Si vende il quartiere, il pezzo di città e ci si preoccupa dell’autenticità delle sue storie. L’aspettativa per il cliente/utente è, più ancora dell’acquisto, quella della partecipazione, del sentirsi parte di un ambiente e della comunità. Tale aspettativa rende trasversale il senso di reputazione e apprezzamento che lo stesso cliente/utente è così in grado di rivolgere a attività e prodotti anche molto diversi tra loro. L’architetto, il designer, il panettiere e il ristoratore vivono in modo ugualmente degno all’interno della stessa area, dello stesso quartiere commerciale offrendo servizi, prodotti ed esperienze di vendita che dialogano tra loro. Il concepire, produrre e vendere diventano attività che tornano a parlare della gente, delle proprie storie, di un senso dell’autentico che ognuno di noi sente come proprio e vero. Ovviamente tutto funziona se esiste una trasversalità di azioni che riguarda il progetto urbano della città, la volontà di recuperare e mettere in uso spazi non utilizzati, assicurare legalità e rispetto delle regole. Oltre questo una visione di questo tipo deve essere in grado di mettere insieme istituzioni, associazioni e privati che siglino insieme un patto comune di rilancio della città.

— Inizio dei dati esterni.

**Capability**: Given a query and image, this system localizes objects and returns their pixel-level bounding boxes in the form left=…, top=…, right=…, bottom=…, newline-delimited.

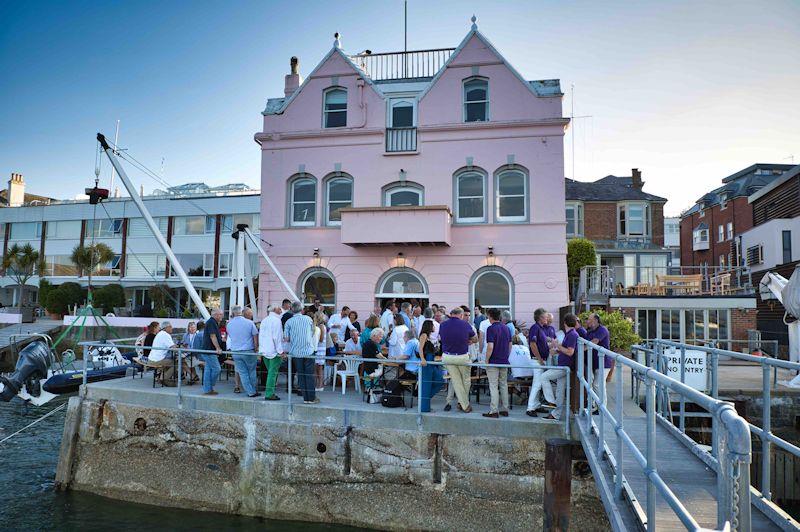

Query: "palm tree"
left=70, top=242, right=115, bottom=302
left=3, top=244, right=46, bottom=312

Il nostro obiettivo è lavorare in particolare sull’identità dei quartieri, riscoprendo le radici profonde di ognuno e  riportando la storia lontana di un pezzo di città al fianco dell’identità odierna. Non deve essere un’operazione nostalgica, dobbiamo affermare di avere una storia, un’origine lontana che ci ha portato oggi ad avere dei lati positivi sui quali possiamo riaffermare un’identità in grado di sfidare la contemporaneità. Se un antico quartiere è abitato da nordafricani e rumeni, oggi l’identità di quel luogo si arricchisce di queste persone, delle loro lingue, dei prodotti e racconti nuovi che possono portarci.
Dobbiamo essere in grado di vendere non un singolo prodotto ma la storia di un’intera via, di un intero quartiere, facendo diventare questo l’obiettivo di visita di una persona a Bari: in quel luogo trova delle cose uniche.

Quale esempio della strada da percorrere, uno degli obiettivi che il progetto si prefigge è motivare la collaborazione attiva di personaggi catalizzatori di quel senso di unicità (scrittori, mercanti, professori universitari, musicisti, artisti, designer, artigiani del legno, ecc.), persone che interpretano il loro stare a Bari non come necessità per svolgere il proprio lavoro per vivere, ma come una restituzione di quello che fanno alla comunità che li ospita. Azioni come questa ci indicano il tipo di strumenti utili a costruire una comunità di testimoni autorevoli e credibili che ci aiuteranno a raccontare la Bari che vogliamo restituire.